Saba Gavashelishvili

Personal information
- Born: 5 December 1987 (age 38)
- Occupation: Judoka
- Height: 1.75 m (5 ft 9 in)

Sport
- Country: Georgia
- Sport: Judo
- Weight class: –81 kg, –90 kg

Achievements and titles
- Olympic Games: R64 (2008)

Medal record
Men's judo
Representing Georgia
European U23 Championships
| Bronze medal – third place | 2005 Kyiv | –81 kg |
European Cadet Championships
| Gold medal – first place | 2002 Győr | –81 kg |

Profile at external databases
- IJF: 2406
- JudoInside.com: 25770

= Saba Gavashelishvili =

Georgian judoka (born 1987)

Saba Gavashelishvili (საბა გავაშელიშვილი; born December 15, 1987) is a Georgian judoka, who played for the half-middleweight category.

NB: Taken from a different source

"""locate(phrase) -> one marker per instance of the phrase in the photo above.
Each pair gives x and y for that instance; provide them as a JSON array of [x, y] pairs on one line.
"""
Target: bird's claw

He is a two-time Georgian judo champion, and a silver medalist for his division at the 2008 IJF World Cup Series in Prague, Czech Republic.

Gavashelishvili represented Georgia at the 2008 Summer Olympics in Beijing, where he competed for the men's half-middleweight class (81 kg). He lost the first preliminary round match, by an ippon and a sankaku-jime (triangle choke), to Portugal's João Neto.